To: familyop
Whats really weird, is that some of the coyotes have been acting differently. Various lone coyotes have walked slowly, laterally across the place in daylight at about 250 yards while looking sideways at me. They dont come any closer, either, but coyotes dont usually behave that way. Theyve been doing that since last spring. Normally, coyotes would run straight away if seen during daylight and werent seen during the day so often. What originally caused predators to flee at the sight of humans, was the fact that we used to kill them on sight. But we haven't been doing this for a long while. This means they may now be considering us as potential prey.
Thank the "environmentalists".
19 posted on
11/10/2013 6:05:53 PM PST by
PapaBear3625
(You don't notice it's a police state until the police come for you.)
To: PapaBear3625
22 posted on
11/10/2013 6:23:02 PM PST by
familyop
(We Baby Boomers are croaking in an avalanche of corruption smelled around the planet.)
To: PapaBear3625
What originally caused predators to flee at the sight of humans, was the fact that we used to kill them on sight. But we haven't been doing this for a long while. This means they may now be considering us as potential prey. Thank the "environmentalists".
You nailed it. When you could still hunt mountains lions in California, you rarely, if ever saw one in the wild. Now I find their tracks all over where I work on the outskirts of town and occasionally in my front yard. I have also had fleeting glimpses of lions running into the brush nearby my home three times in the last four years.

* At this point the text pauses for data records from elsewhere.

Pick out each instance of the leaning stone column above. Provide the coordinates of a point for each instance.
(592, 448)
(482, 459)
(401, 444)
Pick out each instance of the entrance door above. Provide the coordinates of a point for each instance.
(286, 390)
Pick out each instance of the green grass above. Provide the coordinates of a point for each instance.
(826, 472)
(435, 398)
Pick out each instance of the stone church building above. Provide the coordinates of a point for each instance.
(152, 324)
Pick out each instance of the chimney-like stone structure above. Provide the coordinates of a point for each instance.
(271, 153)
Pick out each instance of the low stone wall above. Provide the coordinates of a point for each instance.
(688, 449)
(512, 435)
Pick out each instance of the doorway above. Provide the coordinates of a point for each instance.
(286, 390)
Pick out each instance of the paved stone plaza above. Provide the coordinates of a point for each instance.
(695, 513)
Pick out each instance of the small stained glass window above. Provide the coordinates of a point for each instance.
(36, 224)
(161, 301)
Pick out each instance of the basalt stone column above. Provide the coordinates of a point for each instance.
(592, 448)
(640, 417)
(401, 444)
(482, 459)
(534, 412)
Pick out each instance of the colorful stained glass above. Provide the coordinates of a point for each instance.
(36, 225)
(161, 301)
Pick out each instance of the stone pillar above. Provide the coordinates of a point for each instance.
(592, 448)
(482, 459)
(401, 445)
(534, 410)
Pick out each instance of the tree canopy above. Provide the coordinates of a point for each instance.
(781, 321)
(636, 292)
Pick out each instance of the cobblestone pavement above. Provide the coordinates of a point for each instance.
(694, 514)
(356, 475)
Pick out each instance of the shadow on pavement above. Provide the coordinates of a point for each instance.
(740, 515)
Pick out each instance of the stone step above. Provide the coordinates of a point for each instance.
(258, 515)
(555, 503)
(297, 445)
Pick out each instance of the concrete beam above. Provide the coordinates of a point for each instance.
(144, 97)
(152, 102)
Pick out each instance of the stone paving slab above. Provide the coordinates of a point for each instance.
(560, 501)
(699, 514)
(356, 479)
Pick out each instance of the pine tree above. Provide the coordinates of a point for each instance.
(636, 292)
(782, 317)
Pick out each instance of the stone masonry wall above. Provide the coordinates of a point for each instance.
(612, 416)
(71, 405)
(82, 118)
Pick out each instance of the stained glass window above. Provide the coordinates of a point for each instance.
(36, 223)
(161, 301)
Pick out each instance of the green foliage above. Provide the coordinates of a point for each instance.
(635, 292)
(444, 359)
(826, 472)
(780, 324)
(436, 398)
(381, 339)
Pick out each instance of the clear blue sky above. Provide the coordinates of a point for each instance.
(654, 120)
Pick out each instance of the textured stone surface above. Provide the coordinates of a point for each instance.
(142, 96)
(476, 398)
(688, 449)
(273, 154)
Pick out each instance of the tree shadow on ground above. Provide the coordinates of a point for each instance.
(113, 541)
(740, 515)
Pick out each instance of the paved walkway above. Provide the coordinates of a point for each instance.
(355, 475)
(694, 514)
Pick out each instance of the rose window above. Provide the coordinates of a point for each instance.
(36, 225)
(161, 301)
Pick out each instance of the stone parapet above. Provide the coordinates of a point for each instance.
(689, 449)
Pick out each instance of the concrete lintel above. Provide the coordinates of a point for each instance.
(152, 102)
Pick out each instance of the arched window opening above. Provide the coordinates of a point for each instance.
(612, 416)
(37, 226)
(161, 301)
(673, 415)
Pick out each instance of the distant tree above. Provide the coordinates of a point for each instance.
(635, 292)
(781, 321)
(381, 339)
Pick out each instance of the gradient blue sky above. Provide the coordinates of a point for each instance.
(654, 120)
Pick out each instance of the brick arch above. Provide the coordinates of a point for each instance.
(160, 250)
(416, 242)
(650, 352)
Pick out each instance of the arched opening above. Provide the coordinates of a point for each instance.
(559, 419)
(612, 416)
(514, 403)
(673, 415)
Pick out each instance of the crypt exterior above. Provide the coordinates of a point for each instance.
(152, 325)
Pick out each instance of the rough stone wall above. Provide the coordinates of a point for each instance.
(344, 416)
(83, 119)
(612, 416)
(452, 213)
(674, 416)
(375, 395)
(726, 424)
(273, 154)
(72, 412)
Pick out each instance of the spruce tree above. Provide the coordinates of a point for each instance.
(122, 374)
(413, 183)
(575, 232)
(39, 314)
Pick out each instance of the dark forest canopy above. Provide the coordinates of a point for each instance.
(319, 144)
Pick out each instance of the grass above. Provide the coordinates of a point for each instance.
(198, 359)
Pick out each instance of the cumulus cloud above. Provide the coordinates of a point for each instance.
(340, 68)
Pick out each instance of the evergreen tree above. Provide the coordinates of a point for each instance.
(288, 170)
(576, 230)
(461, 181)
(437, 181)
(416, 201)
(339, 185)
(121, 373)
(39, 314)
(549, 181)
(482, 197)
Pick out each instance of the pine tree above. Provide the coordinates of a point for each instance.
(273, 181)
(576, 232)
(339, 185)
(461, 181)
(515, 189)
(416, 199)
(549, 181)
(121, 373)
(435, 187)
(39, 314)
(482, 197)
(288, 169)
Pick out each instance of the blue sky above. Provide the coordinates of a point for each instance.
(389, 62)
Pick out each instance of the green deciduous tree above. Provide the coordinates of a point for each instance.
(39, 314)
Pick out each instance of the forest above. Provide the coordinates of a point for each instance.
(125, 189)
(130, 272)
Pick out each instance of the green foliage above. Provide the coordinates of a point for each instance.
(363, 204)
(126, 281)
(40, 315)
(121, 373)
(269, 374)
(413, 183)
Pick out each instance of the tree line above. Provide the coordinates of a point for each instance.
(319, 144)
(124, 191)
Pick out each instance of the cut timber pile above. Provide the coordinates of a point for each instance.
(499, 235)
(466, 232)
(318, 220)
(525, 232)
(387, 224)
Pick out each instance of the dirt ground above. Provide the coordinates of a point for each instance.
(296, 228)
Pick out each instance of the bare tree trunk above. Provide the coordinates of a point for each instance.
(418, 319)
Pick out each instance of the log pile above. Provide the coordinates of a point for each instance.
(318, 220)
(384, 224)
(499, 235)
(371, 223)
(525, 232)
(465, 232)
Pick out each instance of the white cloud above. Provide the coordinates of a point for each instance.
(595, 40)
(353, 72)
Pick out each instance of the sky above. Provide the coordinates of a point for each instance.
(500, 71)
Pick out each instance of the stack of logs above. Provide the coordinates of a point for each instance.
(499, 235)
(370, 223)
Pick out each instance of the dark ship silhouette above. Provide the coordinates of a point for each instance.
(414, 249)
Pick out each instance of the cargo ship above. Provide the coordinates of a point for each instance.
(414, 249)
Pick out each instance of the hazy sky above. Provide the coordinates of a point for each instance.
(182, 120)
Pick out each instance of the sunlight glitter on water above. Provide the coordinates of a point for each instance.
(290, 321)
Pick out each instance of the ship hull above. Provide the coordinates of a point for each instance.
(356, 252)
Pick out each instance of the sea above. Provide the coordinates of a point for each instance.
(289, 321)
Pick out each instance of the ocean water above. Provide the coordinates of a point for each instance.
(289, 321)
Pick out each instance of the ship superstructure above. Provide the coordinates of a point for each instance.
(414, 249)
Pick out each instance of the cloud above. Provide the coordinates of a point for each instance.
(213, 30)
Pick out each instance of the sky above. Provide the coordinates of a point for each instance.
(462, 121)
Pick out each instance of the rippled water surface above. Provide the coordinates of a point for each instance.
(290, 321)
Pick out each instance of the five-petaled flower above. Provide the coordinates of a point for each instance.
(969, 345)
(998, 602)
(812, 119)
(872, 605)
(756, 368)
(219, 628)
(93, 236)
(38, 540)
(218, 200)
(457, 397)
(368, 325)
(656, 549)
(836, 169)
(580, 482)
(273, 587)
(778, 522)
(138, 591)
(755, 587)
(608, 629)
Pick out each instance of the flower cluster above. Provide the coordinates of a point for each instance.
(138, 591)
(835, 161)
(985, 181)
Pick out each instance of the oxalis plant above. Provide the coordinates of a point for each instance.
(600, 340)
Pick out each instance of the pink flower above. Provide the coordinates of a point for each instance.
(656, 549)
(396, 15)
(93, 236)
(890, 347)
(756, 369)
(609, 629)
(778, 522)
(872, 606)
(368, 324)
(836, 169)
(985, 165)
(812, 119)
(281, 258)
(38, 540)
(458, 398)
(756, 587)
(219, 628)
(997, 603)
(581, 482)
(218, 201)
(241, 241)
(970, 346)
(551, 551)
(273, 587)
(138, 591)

We went almost 80 years without a problem with lions until the 1990s, and what is it up to now? 15 or more people killed by them in the last decade?
23 posted on
11/10/2013 6:27:08 PM PST by
Inyo-Mono
(NRA)
To: PapaBear3625
There’s something more going on with predators over the past year and a half or so. I don’t know what it is. Maybe it’s the drought here. Maybe it’s something else. Don’t know for sure. There aren’t nearly as many red tailed hawks as before, but the population of rough-legged hawks and golden eagles is unusually thick around here—ever-present.
25 posted on
11/10/2013 6:32:02 PM PST by
familyop
(We Baby Boomers are croaking in an avalanche of corruption smelled around the planet.)